Obexal Docs

Docs/Administration/Webhooks

Event webhooks

Receive tenant lifecycle events on your HTTPS endpoints, verify the HMAC-SHA256 signature, and build idempotent consumers.

Webhooks push tenant events to your own systems as they happen: Obexal sends a signed JSON POST to every enabled endpoint subscribed to the event. Endpoints are managed per tenant with the tenant:manage permission, from the console or the admin API. Examples use https://accounts.obexal.com; replace it with your custom domain if you use one.

Available events

EventEmitted when
user.createdA user account is created (signup, invitation activation, provisioning)
user.loginA user signs in successfully
user.deletedA user account is deleted

Subscribing to any other event name is refused at creation time. The catalog is also returned by GET /v1/admin/webhooks in the knownEvents field.

Create an endpoint

curl -X POST https://accounts.obexal.com/v1/admin/webhooks \
  -H "Authorization: Bearer $OBX_TOKEN" \
  -H "Content-Type: application/json" \
  -d '{"url":"https://hooks.example.eu/obexal","events":["user.created","user.deleted"]}'
{
  "id": "wh_01hzx...",
  "url": "https://hooks.example.eu/obexal",
  "events": ["user.created", "user.deleted"],
  "enabled": true,
  "createdAt": "2026-07-02T09:15:00Z",
  "secret": "f3a1c9...64 hex characters...b7d2"
}
Warning

The secret (a 256-bit signing key) is returned only once. Obexal stores it encrypted and never exposes it again; if you lose it, delete the endpoint and create a new one.
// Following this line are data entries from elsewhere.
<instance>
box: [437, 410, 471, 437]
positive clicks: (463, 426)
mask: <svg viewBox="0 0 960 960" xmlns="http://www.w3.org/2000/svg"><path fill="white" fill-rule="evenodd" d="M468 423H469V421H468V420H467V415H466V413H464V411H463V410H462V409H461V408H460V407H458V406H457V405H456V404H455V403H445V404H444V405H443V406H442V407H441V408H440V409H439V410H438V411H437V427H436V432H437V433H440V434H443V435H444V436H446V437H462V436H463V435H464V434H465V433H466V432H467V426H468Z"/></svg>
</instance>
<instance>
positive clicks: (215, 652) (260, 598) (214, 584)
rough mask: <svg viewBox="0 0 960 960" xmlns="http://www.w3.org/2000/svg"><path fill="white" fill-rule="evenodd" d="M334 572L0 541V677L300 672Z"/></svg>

GET /v1/admin/webhooks lists your endpoints (without secrets); DELETE /v1/admin/webhooks/{id} removes one.

The delivery request

Each delivery is an HTTP POST with these headers:

HeaderContent
Content-Typeapplication/json
User-AgentObexal-Webhooks/1
X-Obexal-EventThe event name, for example user.created
X-Obexal-DeliveryA unique delivery identifier (hex)
X-Obexal-Signaturesha256=<hex HMAC-SHA256 of the raw body>

The body is a signed envelope:

{
  "id": "9f2c4e8a1b7d3f6c9e0a5b2d4f8c1e7a",
  "event": "user.created",
  "tenantId": "ten_01hzx...",
  "createdAt": "2026-07-02T09:15:00Z",
  "data": {"userId": "usr_01hzx...", "email": "alice@example.eu"}
}

The data payload depends on the event: user.created carries userId and email, user.login carries userId and tenantId, user.deleted carries userId.

Verify the signature

Compute an HMAC-SHA256 of the raw request body (byte for byte, before any parsing) with your endpoint secret, hex-encode it, and compare it to the header value after the sha256= prefix. Reject the request if they differ.

# body.json = the raw request body, exactly as received
expected="sha256=$(openssl dgst -sha256 -hmac "$WEBHOOK_SECRET" < body.json | awk '{print $NF}')"
received="$HTTP_X_OBEXAL_SIGNATURE"
[ "$expected" = "$received" ] && echo "signature OK" || echo "REJECT"
Note

In application code, use a constant-time comparison function to compare the two signatures, and verify before parsing the JSON.

Target URL restrictions (anti-SSRF)

Webhook targets are chosen by tenant admins, so Obexal refuses to be turned into a proxy against internal infrastructure:

  • The URL must be https://. Plain http://, localhost and private IP literals are refused at creation.
  • At delivery time, the connection is checked again after DNS resolution, just before connect: loopback, private, link-local, ULA, unspecified and multicast addresses are refused. This closes the DNS rebinding window.

Delivery guarantees, honestly

Delivery is best-effort, at-most-once per endpoint:

  • Any 2xx response acknowledges the delivery. Anything else (or a timeout) triggers a retry: 3 attempts in total, with a short backoff, then the delivery is abandoned and logged server-side.
  • Deliveries are queued in memory, outside the request path. If the queue saturates, the event is dropped (and logged).
  • The queue is not durable: deliveries pending during a service restart are lost.

Treat webhooks as signals, not as a system of record. For guarantees, reconcile periodically against the API (for example GET /v1/admin/users) and use the audit log export.

Consumer best practices

  • Be idempotent: deduplicate on X-Obexal-Delivery (or the envelope id). A retry after a lost 2xx would deliver the same event twice.
  • Acknowledge fast: respond 2xx within a few seconds and process asynchronously; slow handlers burn the retry budget.
  • Tolerate the unknown: ignore event types you do not handle, so future events do not break your consumer.
  • Rotate by replacement: to change a secret, create a new endpoint, switch your verification, then delete the old one.